De tekstbeschrijving van de afsluitcode van de client.

%ReversedComputerSid%

De SID van de computer in hexadecimale indeling met omgekeerde bytevolgorde.

%ReversedUserSid%

De SID van de huidige gebruiker in hexadecimale indeling met omgekeerde bytevolgorde.

%SendToDir%

De map Send to van de huidige gebruiker.

%StartMenuDir%

De map Start Menu van de huidige gebruiker.

%StartUpDir%

De map Startup van de huidige gebruiker.

%SystemDir%

De Windows-systeemmap.

%SystemDrive%

De naam van het station waarop het besturingssysteem wordt uitgevoerd.

%TempDir%

De map Temp van de huidige gebruiker, zoals bepaald door de API van Windows.

%TimeStamp%

De tijdstempel van de configuraties die worden geïmplementeerd.

%TraceFile%

Het pad/de naam van het traceringsbestand.

%WindowsDir%

De Windows-map.

Voorkeursextensies bieden een lijst met variabelen die u kunt kiezen om in tekstvakken in te voeren. U kunt het dialoogvenster openen vanuit elk tekstvak dat:

  • niet is uitgeschakeld.

  • niet alleen-lezen is.

  • niet beperkt is tot een numerieke waarde.

Een variabele invoeren
  1. Open de console Groepsbeleidsbeheer. Klik met de rechtermuisknop op het groepsbeleidsobject dat het voorkeursitem bevat dat u wilt configureren, en klik vervolgens op Bewerken.

  2. Zet de cursor in het gewenste vakje.

    • Als u een voorkeursprocesvariabele wilt invoeren, drukt u op F3, selecteert u een variabele in de lijst en klikt u op Selecteren om de variabele in het vakje in te voegen.

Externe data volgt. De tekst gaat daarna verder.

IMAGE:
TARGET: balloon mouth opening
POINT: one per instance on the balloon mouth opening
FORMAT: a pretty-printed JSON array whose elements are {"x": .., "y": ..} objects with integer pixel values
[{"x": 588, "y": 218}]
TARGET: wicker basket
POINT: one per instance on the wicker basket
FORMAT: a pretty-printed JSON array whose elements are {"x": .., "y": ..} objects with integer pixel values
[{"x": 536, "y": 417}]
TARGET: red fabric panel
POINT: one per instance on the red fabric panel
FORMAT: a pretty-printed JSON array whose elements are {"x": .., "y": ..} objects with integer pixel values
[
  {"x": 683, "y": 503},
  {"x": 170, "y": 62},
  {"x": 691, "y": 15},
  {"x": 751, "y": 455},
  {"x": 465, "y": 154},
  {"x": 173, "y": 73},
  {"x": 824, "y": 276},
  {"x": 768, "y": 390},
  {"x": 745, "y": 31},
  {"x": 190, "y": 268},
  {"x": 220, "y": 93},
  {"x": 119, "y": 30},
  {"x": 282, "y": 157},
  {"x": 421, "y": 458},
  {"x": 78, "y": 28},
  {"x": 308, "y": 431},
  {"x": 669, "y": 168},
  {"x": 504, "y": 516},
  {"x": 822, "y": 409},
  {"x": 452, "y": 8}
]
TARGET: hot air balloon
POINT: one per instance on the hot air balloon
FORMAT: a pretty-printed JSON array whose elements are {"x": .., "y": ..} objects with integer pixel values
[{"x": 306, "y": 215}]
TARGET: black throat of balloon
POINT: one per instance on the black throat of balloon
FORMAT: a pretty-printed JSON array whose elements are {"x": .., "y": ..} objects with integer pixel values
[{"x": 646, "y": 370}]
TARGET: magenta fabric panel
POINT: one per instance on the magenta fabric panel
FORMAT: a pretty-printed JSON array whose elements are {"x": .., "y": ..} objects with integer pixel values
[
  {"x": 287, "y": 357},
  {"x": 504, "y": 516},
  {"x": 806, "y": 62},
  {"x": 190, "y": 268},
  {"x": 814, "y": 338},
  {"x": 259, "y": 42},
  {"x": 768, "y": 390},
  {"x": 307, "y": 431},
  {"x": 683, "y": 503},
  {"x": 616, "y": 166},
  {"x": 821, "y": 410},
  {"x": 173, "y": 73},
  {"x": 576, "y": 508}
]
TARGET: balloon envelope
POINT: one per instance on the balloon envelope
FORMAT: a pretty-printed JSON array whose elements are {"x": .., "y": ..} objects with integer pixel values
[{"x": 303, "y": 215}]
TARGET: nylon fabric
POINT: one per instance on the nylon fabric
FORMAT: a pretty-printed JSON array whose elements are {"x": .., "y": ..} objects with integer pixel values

    • Als u een bestaande Windows-omgevingsvariabele wilt invoeren, typt u de variabele in het vak.

      Opmerking

      U kunt voorkomen dat een variabele wordt omgezet voordat deze op clientcomputers wordt toegepast (zodat de variabele en niet de omgezette waarde wordt weergegeven in de voorkeursinstelling op clientcomputers). Voor een voorkeursprocesvariabele schakelt u het selectievakje Variabele omzetten uit. Hiermee wordt <> tussen de scheidingstekens % % en de naam van de variabele geplaatst (bijvoorbeeld %<ProgramFiles>%). Voorkeursextensies verwijderen < >-tekens uit de tekst en laten de niet-omgezette variabele staan. U kunt deze syntaxis ook met een Windows-omgevingsvariabele gebruiken.